Liao J G, Chin Khew-Voon
Drexel University School of Public Health, Philadelphia, PA 19102, USA.
Bioinformatics. 2007 Aug 1;23(15):1945-51. doi: 10.1093/bioinformatics/btm287. Epub 2007 May 31.
Logistic regression is a standard method for building prediction models for a binary outcome and has been extended for disease classification with microarray data by many authors.

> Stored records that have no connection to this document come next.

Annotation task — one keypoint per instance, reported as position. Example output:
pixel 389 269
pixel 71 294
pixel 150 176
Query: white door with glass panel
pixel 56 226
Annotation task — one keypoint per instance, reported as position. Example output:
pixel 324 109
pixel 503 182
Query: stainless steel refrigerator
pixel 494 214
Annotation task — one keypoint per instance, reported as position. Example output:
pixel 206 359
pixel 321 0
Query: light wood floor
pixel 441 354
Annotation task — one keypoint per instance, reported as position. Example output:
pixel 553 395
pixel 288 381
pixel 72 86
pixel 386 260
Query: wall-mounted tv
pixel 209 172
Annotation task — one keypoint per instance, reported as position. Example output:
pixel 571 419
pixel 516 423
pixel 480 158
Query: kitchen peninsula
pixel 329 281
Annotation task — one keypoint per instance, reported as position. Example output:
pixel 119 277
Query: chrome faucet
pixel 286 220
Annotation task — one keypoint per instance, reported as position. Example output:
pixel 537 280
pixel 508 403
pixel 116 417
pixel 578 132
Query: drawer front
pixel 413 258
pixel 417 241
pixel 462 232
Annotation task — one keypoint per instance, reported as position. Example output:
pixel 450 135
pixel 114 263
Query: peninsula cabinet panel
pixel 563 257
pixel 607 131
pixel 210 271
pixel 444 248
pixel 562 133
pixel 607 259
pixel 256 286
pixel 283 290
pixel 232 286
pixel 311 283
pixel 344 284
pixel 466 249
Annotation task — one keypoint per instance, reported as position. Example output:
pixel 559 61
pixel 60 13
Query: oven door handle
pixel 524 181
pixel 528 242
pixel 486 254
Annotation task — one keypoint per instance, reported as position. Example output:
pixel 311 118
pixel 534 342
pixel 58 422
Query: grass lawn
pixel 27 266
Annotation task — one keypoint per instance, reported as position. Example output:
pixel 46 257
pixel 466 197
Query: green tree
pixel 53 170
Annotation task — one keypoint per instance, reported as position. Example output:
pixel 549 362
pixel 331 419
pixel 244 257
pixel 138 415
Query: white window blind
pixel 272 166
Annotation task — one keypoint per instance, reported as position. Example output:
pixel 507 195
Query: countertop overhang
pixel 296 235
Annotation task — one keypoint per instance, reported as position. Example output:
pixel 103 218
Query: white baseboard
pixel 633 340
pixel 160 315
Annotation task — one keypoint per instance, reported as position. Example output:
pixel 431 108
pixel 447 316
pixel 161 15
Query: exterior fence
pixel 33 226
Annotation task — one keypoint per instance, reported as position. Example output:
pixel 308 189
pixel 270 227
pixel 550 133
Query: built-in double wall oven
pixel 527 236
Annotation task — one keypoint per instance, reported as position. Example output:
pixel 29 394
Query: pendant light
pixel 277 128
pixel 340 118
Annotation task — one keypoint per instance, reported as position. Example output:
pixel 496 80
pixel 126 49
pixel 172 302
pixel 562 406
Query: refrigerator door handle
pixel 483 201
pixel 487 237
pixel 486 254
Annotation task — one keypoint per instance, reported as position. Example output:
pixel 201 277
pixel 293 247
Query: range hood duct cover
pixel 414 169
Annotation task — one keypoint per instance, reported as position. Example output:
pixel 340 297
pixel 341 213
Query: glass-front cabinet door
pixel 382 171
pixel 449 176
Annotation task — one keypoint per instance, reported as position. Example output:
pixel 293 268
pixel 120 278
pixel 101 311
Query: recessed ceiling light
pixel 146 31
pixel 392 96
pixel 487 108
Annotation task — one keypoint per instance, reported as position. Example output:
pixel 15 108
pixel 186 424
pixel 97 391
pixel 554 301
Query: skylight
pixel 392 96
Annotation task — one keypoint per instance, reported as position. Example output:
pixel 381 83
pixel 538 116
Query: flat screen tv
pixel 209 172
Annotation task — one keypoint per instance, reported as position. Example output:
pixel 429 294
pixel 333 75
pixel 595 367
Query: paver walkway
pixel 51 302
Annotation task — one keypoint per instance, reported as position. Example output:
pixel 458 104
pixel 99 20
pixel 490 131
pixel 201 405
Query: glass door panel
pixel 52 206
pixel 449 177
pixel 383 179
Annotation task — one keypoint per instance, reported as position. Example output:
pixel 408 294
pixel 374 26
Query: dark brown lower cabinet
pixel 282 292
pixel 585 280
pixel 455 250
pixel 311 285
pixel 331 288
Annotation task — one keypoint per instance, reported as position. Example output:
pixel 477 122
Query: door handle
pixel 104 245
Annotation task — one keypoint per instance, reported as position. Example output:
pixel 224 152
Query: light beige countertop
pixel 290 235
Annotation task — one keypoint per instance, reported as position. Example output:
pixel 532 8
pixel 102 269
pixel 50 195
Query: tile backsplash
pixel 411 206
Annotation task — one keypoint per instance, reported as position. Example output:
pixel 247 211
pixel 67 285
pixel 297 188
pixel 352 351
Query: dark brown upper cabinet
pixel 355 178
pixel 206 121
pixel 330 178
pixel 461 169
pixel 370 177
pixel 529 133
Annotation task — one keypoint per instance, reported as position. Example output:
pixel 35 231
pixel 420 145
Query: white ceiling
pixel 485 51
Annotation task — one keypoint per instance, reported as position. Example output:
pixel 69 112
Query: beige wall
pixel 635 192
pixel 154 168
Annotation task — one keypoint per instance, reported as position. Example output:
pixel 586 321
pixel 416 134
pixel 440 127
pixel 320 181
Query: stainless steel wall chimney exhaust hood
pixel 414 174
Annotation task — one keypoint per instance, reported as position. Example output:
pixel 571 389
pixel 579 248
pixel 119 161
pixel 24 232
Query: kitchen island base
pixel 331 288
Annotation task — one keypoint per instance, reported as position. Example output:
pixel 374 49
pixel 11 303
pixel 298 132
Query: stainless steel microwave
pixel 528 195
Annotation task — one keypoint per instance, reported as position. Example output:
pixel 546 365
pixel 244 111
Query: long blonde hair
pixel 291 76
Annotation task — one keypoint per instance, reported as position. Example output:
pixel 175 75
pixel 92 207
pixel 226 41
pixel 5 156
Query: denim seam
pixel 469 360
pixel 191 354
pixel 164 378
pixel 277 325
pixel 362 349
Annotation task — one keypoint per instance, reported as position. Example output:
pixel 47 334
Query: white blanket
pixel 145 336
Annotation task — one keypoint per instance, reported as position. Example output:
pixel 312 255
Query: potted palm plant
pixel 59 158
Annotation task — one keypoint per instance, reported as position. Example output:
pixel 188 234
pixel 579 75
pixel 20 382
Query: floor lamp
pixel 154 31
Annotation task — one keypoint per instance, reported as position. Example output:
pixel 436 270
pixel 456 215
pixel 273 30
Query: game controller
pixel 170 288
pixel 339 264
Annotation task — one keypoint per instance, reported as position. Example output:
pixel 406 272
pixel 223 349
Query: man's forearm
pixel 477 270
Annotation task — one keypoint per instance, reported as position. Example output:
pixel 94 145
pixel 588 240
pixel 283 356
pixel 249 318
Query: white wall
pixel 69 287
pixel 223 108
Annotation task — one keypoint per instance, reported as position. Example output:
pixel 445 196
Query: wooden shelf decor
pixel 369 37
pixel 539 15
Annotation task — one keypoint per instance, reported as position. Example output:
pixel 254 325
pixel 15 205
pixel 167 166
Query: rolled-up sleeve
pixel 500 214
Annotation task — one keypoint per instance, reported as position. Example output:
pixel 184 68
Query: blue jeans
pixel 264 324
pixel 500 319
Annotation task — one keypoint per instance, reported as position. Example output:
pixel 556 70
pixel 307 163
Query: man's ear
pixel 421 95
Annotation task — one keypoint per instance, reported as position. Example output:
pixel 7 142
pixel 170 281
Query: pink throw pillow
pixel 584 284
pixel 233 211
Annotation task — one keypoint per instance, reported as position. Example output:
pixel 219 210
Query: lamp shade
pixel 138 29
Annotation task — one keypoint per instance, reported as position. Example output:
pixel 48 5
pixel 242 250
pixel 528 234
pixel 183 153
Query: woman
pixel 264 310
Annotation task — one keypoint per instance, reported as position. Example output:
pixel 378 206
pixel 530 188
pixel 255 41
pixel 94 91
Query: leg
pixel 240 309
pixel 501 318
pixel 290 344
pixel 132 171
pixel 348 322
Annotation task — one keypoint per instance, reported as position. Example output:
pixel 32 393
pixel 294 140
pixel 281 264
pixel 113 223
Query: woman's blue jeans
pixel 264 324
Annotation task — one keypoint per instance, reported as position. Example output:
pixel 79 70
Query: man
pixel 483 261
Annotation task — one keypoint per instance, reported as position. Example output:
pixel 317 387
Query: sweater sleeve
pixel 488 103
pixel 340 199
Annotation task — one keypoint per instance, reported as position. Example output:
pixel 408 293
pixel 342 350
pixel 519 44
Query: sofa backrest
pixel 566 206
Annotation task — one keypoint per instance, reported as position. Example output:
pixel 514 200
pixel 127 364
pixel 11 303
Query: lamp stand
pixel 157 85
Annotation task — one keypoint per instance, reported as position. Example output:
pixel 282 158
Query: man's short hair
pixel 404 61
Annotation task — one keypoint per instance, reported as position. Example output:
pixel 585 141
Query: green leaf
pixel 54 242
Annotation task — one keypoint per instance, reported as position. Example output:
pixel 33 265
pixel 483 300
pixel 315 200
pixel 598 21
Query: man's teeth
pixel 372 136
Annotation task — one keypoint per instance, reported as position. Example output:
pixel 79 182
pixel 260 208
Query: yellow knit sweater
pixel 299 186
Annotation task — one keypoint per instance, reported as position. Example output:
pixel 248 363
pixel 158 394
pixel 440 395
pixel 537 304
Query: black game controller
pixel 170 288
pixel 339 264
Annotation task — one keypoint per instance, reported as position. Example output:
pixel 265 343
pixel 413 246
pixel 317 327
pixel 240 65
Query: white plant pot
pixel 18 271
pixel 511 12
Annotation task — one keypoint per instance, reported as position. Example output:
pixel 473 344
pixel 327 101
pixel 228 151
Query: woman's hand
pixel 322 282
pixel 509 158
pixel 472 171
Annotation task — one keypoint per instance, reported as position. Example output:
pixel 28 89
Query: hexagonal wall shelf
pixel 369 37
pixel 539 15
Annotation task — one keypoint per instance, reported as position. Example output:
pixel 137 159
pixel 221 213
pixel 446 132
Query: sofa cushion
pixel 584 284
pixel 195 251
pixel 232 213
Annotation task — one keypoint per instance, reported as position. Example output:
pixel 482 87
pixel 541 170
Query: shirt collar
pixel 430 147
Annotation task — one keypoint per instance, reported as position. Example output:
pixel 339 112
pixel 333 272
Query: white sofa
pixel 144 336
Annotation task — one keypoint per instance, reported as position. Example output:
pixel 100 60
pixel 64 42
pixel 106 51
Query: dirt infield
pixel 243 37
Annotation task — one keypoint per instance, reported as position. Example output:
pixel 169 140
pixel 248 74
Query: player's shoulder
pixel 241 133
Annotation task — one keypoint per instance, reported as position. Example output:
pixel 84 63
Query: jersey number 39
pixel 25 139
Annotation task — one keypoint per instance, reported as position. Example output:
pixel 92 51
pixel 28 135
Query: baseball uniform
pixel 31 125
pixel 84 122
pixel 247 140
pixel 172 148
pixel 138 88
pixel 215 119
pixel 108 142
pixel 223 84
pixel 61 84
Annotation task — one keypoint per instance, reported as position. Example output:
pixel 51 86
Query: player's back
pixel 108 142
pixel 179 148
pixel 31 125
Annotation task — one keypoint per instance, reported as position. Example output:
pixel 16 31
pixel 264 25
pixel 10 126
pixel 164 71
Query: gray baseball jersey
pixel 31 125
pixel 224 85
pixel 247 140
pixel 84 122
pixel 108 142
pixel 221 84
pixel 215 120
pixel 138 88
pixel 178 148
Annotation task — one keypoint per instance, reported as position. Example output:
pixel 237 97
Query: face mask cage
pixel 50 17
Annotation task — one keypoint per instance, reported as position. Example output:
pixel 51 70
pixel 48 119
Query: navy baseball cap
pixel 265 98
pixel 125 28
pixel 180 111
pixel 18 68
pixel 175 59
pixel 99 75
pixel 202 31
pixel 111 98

A feature (gene) selection step, however, must be added to penalized logistic modeling due to a large number of genes and a small number of subjects. Model selection for this two-step approach requires new statistical tools because prediction error estimation ignoring the feature selection step can be severely downward biased. Generic methods such as cross-validation and non-parametric bootstrap can be very ineffective due to the big variability in the prediction error estimate.
We propose a parametric bootstrap model for more accurate estimation of the prediction error that is tailored to the microarray data by borrowing from the extensive research in identifying differentially expressed genes, especially the local false discovery rate. The proposed method provides guidance on the two critical issues in model selection: the number of genes to include in the model and the optimal shrinkage for the penalized logistic regression. We show that selecting more than 20 genes usually helps little in further reducing the prediction error. Application to Golub's leukemia data and our own cervical cancer data leads to highly accurate prediction models.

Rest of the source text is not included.